Cosmos-Drive-Dream Teaser

demo_medium.webm

News

  • 2025-06-10: Model, Toolkits, and Dataset (including cosmos-generated video, HDMap, and LiDAR) are released! Stay tuned for the paired GT RGB videos.

Cosmos-Drive Open-source Summary

Name Type Link
Cosmos-7B-AV-Sample (Paper Sec. [2.1]) model base_model.pt
Cosmos-7B-Multiview-AV-Sample (Paper Sec. [2.1]) model Huggingface Link
Cosmos-Transfer1-7B-Sample-AV (Paper Sec. [2.2]) model Huggingface Link
Cosmos-7B-Single2Multiview-Sample-AV (Paper Sec. [2.3]) model Huggingface Link
Cosmos-7B-Annotate-Sample-AV (Paper Sec. [2.4]) model To be released soon
Cosmos-7B-LiDAR-GEN-Sample-AV (Paper Sec. [3]) model To be released soon

Cosmos-Drive-Dreams Dataset

Cosmos-Drive-Dreams Dataset contains labels (HDMap, BBox, and LiDAR) for 5,843 10-second clips collected by NVIDIA, along with 81,802 synthetic video samples generated by Cosmos-Drive-Dreams from these labels. The synthetically generated video is 121 frames long, capturing a wide variety of challenging scenarios, such as rainy, snowy, foggy, etc, that might not be as easily available in real-world driving datasets. This dataset is ready for commercial/non-commercial use.

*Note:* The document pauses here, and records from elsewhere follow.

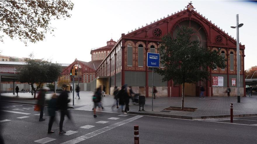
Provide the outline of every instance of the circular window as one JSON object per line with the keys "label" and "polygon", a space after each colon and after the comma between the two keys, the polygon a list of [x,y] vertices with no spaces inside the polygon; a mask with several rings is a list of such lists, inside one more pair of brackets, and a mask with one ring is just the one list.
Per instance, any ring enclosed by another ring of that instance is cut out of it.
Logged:
{"label": "circular window", "polygon": [[162,35],[162,30],[159,28],[154,29],[153,31],[154,35],[155,37],[159,37]]}
{"label": "circular window", "polygon": [[216,41],[220,42],[222,41],[222,37],[220,35],[217,35],[216,37]]}

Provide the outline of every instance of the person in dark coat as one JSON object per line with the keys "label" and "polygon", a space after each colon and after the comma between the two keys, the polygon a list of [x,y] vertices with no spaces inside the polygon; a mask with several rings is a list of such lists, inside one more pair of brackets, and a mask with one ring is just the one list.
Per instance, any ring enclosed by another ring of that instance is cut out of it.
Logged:
{"label": "person in dark coat", "polygon": [[79,97],[79,98],[78,99],[80,99],[80,98],[79,97],[79,86],[78,85],[76,87],[76,92],[77,93],[77,95]]}
{"label": "person in dark coat", "polygon": [[70,99],[68,99],[68,97],[67,93],[66,90],[64,90],[62,92],[58,98],[58,105],[61,112],[59,134],[62,134],[66,133],[66,131],[62,130],[62,125],[65,115],[67,115],[69,119],[71,120],[70,113],[67,109],[68,108],[68,103],[70,101]]}
{"label": "person in dark coat", "polygon": [[57,110],[57,99],[58,97],[56,93],[54,93],[51,99],[48,102],[48,113],[50,116],[49,123],[48,124],[48,133],[53,133],[54,131],[52,130],[52,126],[54,121],[55,118],[55,111]]}
{"label": "person in dark coat", "polygon": [[17,95],[18,95],[18,93],[19,93],[19,87],[18,86],[16,86],[16,88],[15,88],[15,90],[16,91],[16,93],[17,93]]}
{"label": "person in dark coat", "polygon": [[116,107],[117,109],[119,107],[118,106],[119,105],[119,100],[118,100],[119,98],[118,97],[117,94],[118,93],[119,89],[117,88],[117,86],[115,86],[114,87],[114,89],[113,90],[113,96],[114,96],[114,99],[115,99],[115,100],[114,101],[114,104],[112,106],[112,108],[113,108],[115,106],[115,103],[116,103]]}
{"label": "person in dark coat", "polygon": [[[101,103],[101,100],[102,98],[101,96],[102,94],[101,93],[101,88],[98,88],[96,89],[96,90],[95,92],[95,94],[93,96],[93,101],[94,102],[94,117],[96,117],[96,107],[98,106],[98,108],[102,107],[102,104]],[[95,99],[95,100],[94,99]]]}
{"label": "person in dark coat", "polygon": [[121,106],[121,111],[122,112],[124,111],[123,110],[123,106],[125,105],[125,98],[123,95],[123,93],[125,91],[124,89],[124,86],[122,86],[121,89],[119,90],[117,94],[118,97],[119,98],[119,104]]}
{"label": "person in dark coat", "polygon": [[104,86],[104,85],[103,86],[103,96],[105,96],[105,86]]}
{"label": "person in dark coat", "polygon": [[41,89],[38,95],[37,96],[37,104],[40,107],[40,114],[39,118],[39,121],[44,121],[46,120],[43,118],[43,115],[44,114],[44,106],[45,105],[45,99],[46,96],[46,92],[50,90],[49,88],[46,87]]}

Detailed information can be found on the Huggingface page.

Download

usage: scripts/download.py [-h] --odir ODIR
                           [--file_types {hdmap,lidar,synthetic}[,…]]
                           [--workers N] [--clean_cache]

required arguments:
  --odir ODIR            Output directory where files are stored.

optional arguments:
  -h, --help             Show this help message and exit.
  --file_types {hdmap,lidar,synthetic}[,…]
                  Comma-separated list of data groups to fetch.
                  • hdmap     → common folders + 3d_* HD-map layers  
                  • lidar     → common folders + lidar_raw  
                  • synthetic → common folders + cosmos_synthetic  
                  Default: hdmap,lidar,synthetic (all groups).
  --workers N            Parallel download threads (default: 1).
                         Increase on fast networks; reduce if you hit
                         rate limits or disk bottlenecks.
  --clean_cache          Delete the temporary HuggingFace cache after
                         each run to reclaim disk space.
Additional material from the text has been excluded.